左側頭葉皮質下を中心に血腫を認めています。

皮質下出血を疑う所見です。

左側脳室後角から脳室内に穿破していることがわかります。

またわずかですが左頭頂部に慢性硬膜下血腫を疑う所見を認めています。

次にMRIの画像を見てみましょう。

両側視床にDWI高信号、ADC信号低下、FLAIR淡い高信号という、急性期以降の新規脳梗塞を疑う所見を認めています。

脳梗塞を疑う所見は、両側視床だけではなく、両側大脳半球、脳梁膨大部、右小脳半球にも認めています。

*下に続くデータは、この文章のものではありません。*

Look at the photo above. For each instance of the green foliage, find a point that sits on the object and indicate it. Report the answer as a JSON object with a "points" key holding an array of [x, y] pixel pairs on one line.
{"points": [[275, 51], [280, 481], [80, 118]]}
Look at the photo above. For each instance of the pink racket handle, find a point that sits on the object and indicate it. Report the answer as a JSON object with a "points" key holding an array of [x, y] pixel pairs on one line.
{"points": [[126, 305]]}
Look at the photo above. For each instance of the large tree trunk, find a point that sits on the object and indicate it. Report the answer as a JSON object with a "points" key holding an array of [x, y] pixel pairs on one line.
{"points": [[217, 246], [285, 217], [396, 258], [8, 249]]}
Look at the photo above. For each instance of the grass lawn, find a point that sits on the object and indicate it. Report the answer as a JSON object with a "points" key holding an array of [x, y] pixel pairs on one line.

これは、動脈の支配域では説明が付かないような分布で脳梗塞が起こっていることがわかります。

  • 皮質下出血(+脳室穿破)
  • 両側視床梗塞
  • 動脈支配域に一致しない多発梗塞
  • (硬膜下血腫)

これらの所見が同時に起こっており、このような場合に考えなければならないのが

静脈洞血栓症

です。

よく見るとDWIでの高信号は、脳実質だけではなく、左横静脈洞からS状静脈洞にかけても認めていることがわかります。

同部に粘稠な血栓が詰まっていることが推測されます。

 

診断:左横静脈洞〜S状静脈洞を中心とした静脈洞血栓症およびそれに伴う多発梗塞、左皮質下出血(+関係性ははっきりしない左慢性硬膜下血腫)

 

MRA MIP像では、両側中大脳動脈のM2に狭窄があるように一見見えますが、横方向のあわい線状構造を認めており、繋ぎ目のアーチファクトが疑われます。

元画像で見ると狭窄は明らかではありません。

ただし、左中大脳動脈のM1はやや細く見えます。

またMIP像には、今回の静脈洞血栓も見えますね。

また血腫は、MRA元画像で等信号、FLAIRでは著明な低信号を示しています。

これは、FLAIRでの著明な低信号が特徴で、デオキシヘモグロビンの時期つまり、急性期脳出血を示唆する所見であっったことも復習しておきましょう。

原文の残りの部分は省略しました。